Platos volando, insultos e incluso cosas que no llegan tan lejos: probablemente ya hayas experimentado tensión en tu relación. Las discusiones son inevitables tarde o temprano. A menudo son constructivas, pero ten cuidado de proteger a tus hijos, porque los pequeños suelen estar muy atentos. Y para ellos, ver a mamá y papá discutir siempre es motivo de ansiedad.

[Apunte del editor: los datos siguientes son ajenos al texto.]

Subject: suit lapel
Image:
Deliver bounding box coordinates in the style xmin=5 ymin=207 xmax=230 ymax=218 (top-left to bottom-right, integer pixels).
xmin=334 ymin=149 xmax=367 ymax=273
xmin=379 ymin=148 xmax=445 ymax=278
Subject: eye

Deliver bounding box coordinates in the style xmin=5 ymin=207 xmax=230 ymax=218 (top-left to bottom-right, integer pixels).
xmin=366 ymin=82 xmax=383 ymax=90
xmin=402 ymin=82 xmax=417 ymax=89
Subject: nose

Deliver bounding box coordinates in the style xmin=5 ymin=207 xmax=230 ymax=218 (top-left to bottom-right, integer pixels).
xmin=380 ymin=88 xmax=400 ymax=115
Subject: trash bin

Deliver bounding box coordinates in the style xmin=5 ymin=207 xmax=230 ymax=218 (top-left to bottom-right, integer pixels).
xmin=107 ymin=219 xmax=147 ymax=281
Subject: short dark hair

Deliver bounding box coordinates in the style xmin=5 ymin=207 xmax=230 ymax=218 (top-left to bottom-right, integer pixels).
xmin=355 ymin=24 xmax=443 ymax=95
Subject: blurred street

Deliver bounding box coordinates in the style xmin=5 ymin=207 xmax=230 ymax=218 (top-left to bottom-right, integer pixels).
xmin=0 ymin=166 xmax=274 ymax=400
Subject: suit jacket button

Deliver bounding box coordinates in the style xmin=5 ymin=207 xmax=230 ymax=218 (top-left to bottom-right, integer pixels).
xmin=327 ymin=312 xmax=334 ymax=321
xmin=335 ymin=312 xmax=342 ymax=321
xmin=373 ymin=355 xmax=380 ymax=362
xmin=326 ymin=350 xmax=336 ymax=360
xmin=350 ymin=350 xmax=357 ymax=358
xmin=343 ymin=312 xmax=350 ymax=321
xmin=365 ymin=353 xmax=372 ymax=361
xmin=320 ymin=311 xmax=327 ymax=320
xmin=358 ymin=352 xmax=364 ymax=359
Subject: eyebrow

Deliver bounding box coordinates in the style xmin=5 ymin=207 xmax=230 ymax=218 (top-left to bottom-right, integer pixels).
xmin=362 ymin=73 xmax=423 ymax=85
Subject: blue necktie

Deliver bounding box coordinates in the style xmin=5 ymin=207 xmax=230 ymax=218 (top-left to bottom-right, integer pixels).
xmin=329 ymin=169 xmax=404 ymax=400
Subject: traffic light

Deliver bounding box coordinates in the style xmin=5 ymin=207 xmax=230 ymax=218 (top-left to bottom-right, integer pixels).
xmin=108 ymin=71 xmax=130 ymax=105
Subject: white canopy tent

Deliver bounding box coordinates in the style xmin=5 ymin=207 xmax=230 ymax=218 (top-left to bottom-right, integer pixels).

Sobre todo, como padres, nunca debemos olvidar que somos sus modelos a seguir. De ahí la importancia de proyectar una imagen sana y positiva de la familia. A menudo, después de una discusión, estamos muy alterados y a veces tendemos a criticar a nuestra pareja delante de los hijos. Estas palabras hirientes y particularmente tóxicas también les afectarán porque, a sus ojos, ambos padres son igual de importantes. Huelga decir que nuestros hijos no están para mediar en nuestros conflictos, así que no tiene sentido intentar que tomen partido ni pedirles que elijan un bando. Estos problemas suelen surgir durante los procesos de divorcio. Son precisamente estos comportamientos los que hacen que los niños sean extremadamente sensibles y los desestabilizan, ¡sobre todo porque su concepto de familia acaba de verse destrozado por la separación de sus padres!
Por otro lado, los expertos recomiendan no intentar proteger a los niños a toda costa. Si escuchan una discusión, explícales que es algo que ocurre en todas las familias y que tú y tu pareja intentarán encontrar una solución. De esta forma, tus hijos ya no temerán las confrontaciones y comprenderán la importancia de la comunicación: ¡una valiosa lección de vida!